At age 29, she’s been inducted into the US Gymnastics Hall of Fame for her four National-level gold medals, graduated from Yale, and cast off the yoke of Wall Street hedge-fund management to co-found Sheworx, a startup to foster female entrepreneurs into tangible funding forums — connecting over 20,000 people so far. As a 30-Under-30 listee, you can now read her column in Forbes, and AND she’s been dubbed by CIO.com as one of the top 20 female entrepreneurs to watch in 2018.

 SmartRecruiters recently welcomed Lisa to our Hiring Success 2018 conference in San Francisco, where she spoke of gender parity in a post-Weinstein world, among other relevant topics for companies eager to be part of the shift towards gender equality. If you missed Lisa’s session, read through our pre-conference interview with Lisa below.

In your capacity as founder of SheWorx, what does the concept of Hiring Success mean to you?

Hiring Success, to me, means putting together a team where people feel valued, included, challenged, and respected for the unique strengths and perspectives they bring to the table. The hiring process is a multi-layered challenge and it’s so easy for things to get distorted along the way by your own biases and judgments. Having a clear idea of your values as a company, being cognizant of the need for diverse perspectives, is essential to hiring success.

Where on your list of priorities is “recruitment”?

Recruiting a team of A-Players is always a priority. Currently, it is primary for me, insofar as the work I am doing in helping other companies attract, cultivate, and retain top female talent. Through intensive experiential workshops and thorough assessments, we are helping companies create diverse and inclusive environments that allow women to feel heard, supported, mentored. As a result, they perform at a more effective and efficient level. Leadership is changing, team environments are changing, employees’ needs are changing, and we can no longer passively sit back and expect the best talent to come to us, unless we proactively prioritize diversity and inclusion in the recruitment process. If your company is looking to build these sorts of environments to attract and retain top female talent, you can contact me here.

Who was/is your biggest professional influence and why?

Oprah. For her drive, her tenacity, her ability to turn every challenge into an opportunity and then capitalize on it. She created a media empire through asking tough questions, being vulnerable, and creating abundance everywhere she goes. I am doing the same and am so grateful to be able to follow in the footsteps of such strong women.

How much of your confidence and work ethic and discipline comes from your success as a gymnast, and what are some of the most and least transferable skills from high-level gymnastics to being an entrepreneur?

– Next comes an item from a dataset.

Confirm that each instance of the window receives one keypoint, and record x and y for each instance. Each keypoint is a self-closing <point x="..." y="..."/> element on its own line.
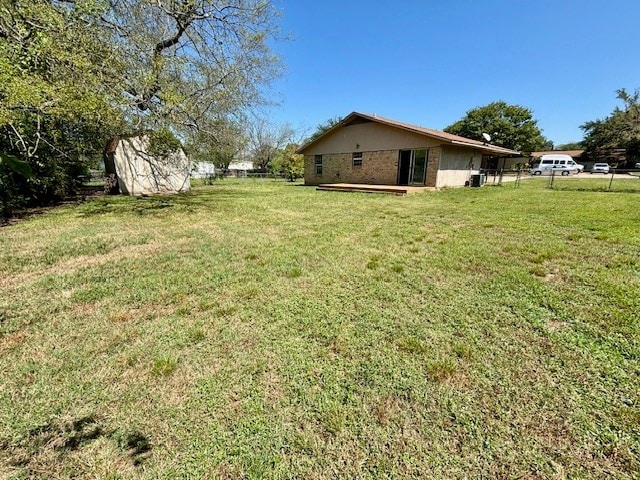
<point x="318" y="164"/>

As a gymnast, I sacrificed everything for the pursuit of a dream. Gymnastics taught me the importance of having a clear, singular focus. At my peak, I was training 8–9 hours per day at the Olympic Training Center, and no matter what distractions came around, I was able to brush them aside because nothing else mattered except for my dream. As the leader of SheWorx, everything I do is focused on helping more women succeed in their entrepreneurial journeys. That means speaking up when no one else is willing to, standing up when it’s uncomfortable, and sometimes setting aside my own interests for the good of the greater community. I know that anything worth pursuing requires perseverance and pain. I believe that in my lifetime, we will change the status quo and achieve gender parity. I will continue to play my part as a leader of this movement, because if there’s anyone who knows how to push the limits to manifest change, it’s me.

Tell us a bit about the Eureka moment where Sheworx first started to crystallize.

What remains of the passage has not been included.